# 2009 GLI oil/filter question - new owner questions



## giacgli (Dec 27, 2008)

I am a new owner of a 2009 GLI and have a few questions:
-I've read all of the posts about what kind of oil to use and have developed a mild headache. In all of my previous vehicles I've used Mobil 1. It looks like the 0w40 is approved for the car but I would like to stick to the recommended 5W40. Apparantly this Pentosin oil is the best? I've heard that Amsoil comes from the same company, but a different division.
-The 2008 GLI's recommended oil change is at 5k miles...but now that VW covers the oil changes as part of their carefree maintenance, they changed it to 10k! That seems a little odd to me that since they are now covering the bill they extend the recommended interval. Does that make any sense?
-As part of the deal for my car the dealer gave me 5 free oil filters but they appear to have an expiration date on them (though it might be the lot number - it's stamped 07.10.08). Filters expire?
-Lastly, this is random but is the car called a Jetta GLI, or just a GLI?? No joke, but the salesman didn't even know for sure. It's still and MK5 though correct?
Thanks in advance for anyones help!


----------



## 08VWGLI (Sep 17, 2008)

*Re: 2009 GLI oil/filter question - new owner questions (giacgli)*

previous models were called jetta gli mkv are now called just GLI......but if u go to any website to look for parts it will still be listed under jetta and then model gli.,.,,,,,,,,,,,, as far as oil i wouldnt wait 10k for oil change its obvious that they made the oil drain intervals longer so there cost would be less.........i used to use Pennzoil Platinum Euro good oil from what i read on BITOG but now im using amsoil because the dealership i go to lets me use without voiding my warrenty


_Modified by 08VWGLI at 3:48 PM 12-29-2008_


----------



## franz131 (Apr 13, 2008)

*Re: 2009 GLI oil/filter question - new owner questions (giacgli)*


_Quote, originally posted by *giacgli* »_Apparantly this Pentosin oil is the best?
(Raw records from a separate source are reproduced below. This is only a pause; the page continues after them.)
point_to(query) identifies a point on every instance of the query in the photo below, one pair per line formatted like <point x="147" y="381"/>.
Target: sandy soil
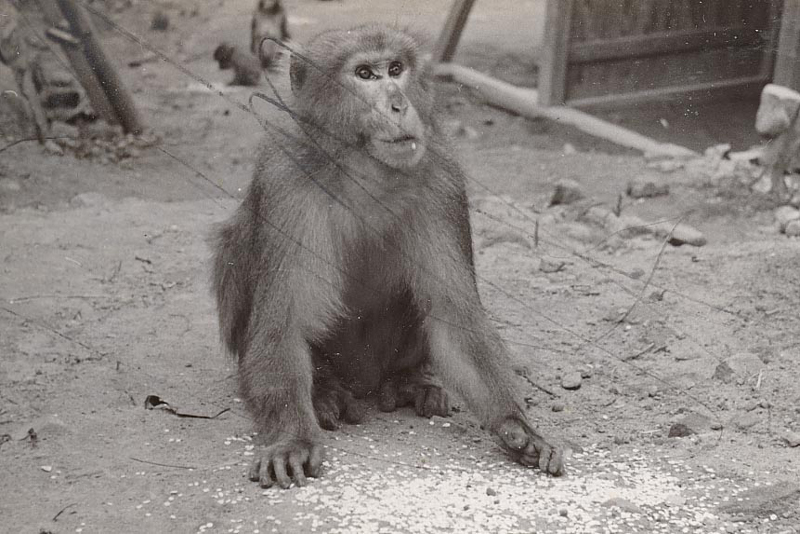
<point x="104" y="301"/>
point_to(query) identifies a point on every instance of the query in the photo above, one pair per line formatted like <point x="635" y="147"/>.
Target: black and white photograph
<point x="400" y="266"/>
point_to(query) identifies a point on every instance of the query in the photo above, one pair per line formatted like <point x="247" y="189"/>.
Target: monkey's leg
<point x="333" y="403"/>
<point x="469" y="356"/>
<point x="275" y="378"/>
<point x="418" y="386"/>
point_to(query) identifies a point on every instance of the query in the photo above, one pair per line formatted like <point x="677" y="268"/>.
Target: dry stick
<point x="498" y="288"/>
<point x="115" y="91"/>
<point x="162" y="465"/>
<point x="55" y="517"/>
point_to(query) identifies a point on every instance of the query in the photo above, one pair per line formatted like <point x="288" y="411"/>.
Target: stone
<point x="646" y="189"/>
<point x="763" y="500"/>
<point x="786" y="214"/>
<point x="723" y="373"/>
<point x="792" y="228"/>
<point x="777" y="109"/>
<point x="679" y="430"/>
<point x="566" y="192"/>
<point x="9" y="185"/>
<point x="90" y="199"/>
<point x="623" y="504"/>
<point x="792" y="439"/>
<point x="571" y="380"/>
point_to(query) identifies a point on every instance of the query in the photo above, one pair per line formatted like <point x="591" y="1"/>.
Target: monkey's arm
<point x="467" y="351"/>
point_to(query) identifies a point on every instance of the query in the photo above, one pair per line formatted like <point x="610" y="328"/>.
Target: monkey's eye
<point x="395" y="69"/>
<point x="364" y="72"/>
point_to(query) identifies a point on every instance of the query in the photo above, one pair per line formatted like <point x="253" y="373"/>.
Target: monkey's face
<point x="391" y="127"/>
<point x="365" y="86"/>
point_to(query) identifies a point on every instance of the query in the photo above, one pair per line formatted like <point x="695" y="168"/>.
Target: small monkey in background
<point x="269" y="22"/>
<point x="246" y="69"/>
<point x="348" y="268"/>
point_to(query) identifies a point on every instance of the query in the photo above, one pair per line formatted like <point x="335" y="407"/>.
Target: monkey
<point x="347" y="271"/>
<point x="246" y="69"/>
<point x="269" y="22"/>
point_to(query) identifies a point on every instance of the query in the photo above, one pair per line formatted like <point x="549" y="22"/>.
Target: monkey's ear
<point x="297" y="72"/>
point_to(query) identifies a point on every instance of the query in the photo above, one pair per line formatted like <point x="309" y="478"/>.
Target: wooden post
<point x="787" y="64"/>
<point x="83" y="71"/>
<point x="118" y="97"/>
<point x="555" y="56"/>
<point x="446" y="45"/>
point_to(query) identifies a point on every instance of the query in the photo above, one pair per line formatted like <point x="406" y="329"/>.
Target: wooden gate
<point x="622" y="51"/>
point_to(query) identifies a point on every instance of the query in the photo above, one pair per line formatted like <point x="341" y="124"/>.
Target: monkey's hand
<point x="527" y="447"/>
<point x="287" y="461"/>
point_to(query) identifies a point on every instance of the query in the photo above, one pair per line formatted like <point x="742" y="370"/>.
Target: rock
<point x="9" y="185"/>
<point x="504" y="235"/>
<point x="160" y="21"/>
<point x="786" y="214"/>
<point x="745" y="363"/>
<point x="696" y="423"/>
<point x="566" y="192"/>
<point x="549" y="266"/>
<point x="675" y="501"/>
<point x="682" y="234"/>
<point x="777" y="109"/>
<point x="772" y="499"/>
<point x="745" y="421"/>
<point x="723" y="373"/>
<point x="666" y="165"/>
<point x="792" y="439"/>
<point x="89" y="199"/>
<point x="623" y="504"/>
<point x="646" y="189"/>
<point x="571" y="381"/>
<point x="52" y="148"/>
<point x="679" y="430"/>
<point x="792" y="228"/>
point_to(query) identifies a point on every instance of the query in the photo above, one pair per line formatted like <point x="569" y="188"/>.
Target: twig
<point x="55" y="517"/>
<point x="163" y="465"/>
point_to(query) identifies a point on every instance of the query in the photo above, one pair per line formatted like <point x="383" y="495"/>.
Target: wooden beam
<point x="655" y="44"/>
<point x="744" y="86"/>
<point x="118" y="97"/>
<point x="83" y="71"/>
<point x="553" y="64"/>
<point x="446" y="45"/>
<point x="787" y="64"/>
<point x="525" y="103"/>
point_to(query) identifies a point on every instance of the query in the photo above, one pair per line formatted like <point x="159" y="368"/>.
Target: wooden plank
<point x="747" y="85"/>
<point x="446" y="45"/>
<point x="525" y="102"/>
<point x="83" y="71"/>
<point x="118" y="97"/>
<point x="553" y="64"/>
<point x="787" y="63"/>
<point x="654" y="44"/>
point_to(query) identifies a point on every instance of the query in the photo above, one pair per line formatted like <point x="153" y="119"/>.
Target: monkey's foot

I've heard that Amsoil comes from the same company, but a different division.

WOW............That is such a massive strech, I'm speechless (figuratively)
Amsoil invented synthetic oil (don't you read their stuff), Pentosin should feel lucky to be mentioned in the same sentence.








Also, please define "best", can 1 oil perform the best in all parameters? 
If not, how many, and which ones to be the "best"
Don't take any of this personal, I'm just asking.


----------



## giacgli (Dec 27, 2008)

I am not personally claiming it to be the best - but from reading through all of the posts I believe it is the consensus of the other members. I personally don’t know which is the best – hence my post.
My definition of best would be which oil provides the most protection for the 2.0T.
I also wouldn’t say that since Amsoil was the inventor of synthetic oil that is reason for it to be considered great. I think RCA made the first TV….


----------



## bcze1 (Feb 6, 2007)

*Re: 2009 GLI oil/filter question - new owner questions (giacgli)*

- Any oil listed on the VW 502.00 approved list will protect your warranty and offer your engine a long life if changed regularly. The M1 0-40 is a quality oil, as is Pentosin, Lubrimoly, Research Amsoil and draw your own conclusions, but know it is not VW approved no matter what Amsoil says. 
-I agree that there's an obvious change in scheduled maintenance that could be cost driven. However, its worth noting that VWOA workhorse motor, the 2.0T, also moved from the FSI to the TSI models. The TSI simply doesn't degrade oil as quickly. But I would still consider oil changes every 5k, its worth the expense IMO. And especially if you plan to modify it.
-More than likely, that is the date of manufacture.


----------



## franz131 (Apr 13, 2008)

*Re: 2009 GLI oil/filter question - new owner questions (bcze1)*


_Quote, originally posted by *bcze1* »_- Any oil listed on the VW 502.00 approved list will protect your warranty and offer your engine a long life if changed regularly.

^ what he said.
Trying to determine the "best" is like deciding which girl is the prettiest, any conclusions are 100% subjective.


----------



## GT17V (Aug 7, 2001)

*Re: 2009 GLI oil/filter question - new owner questions (bcze1)*


_Quote, originally posted by *bcze1* »_
The TSI simply doesn't degrade oil as quickly. 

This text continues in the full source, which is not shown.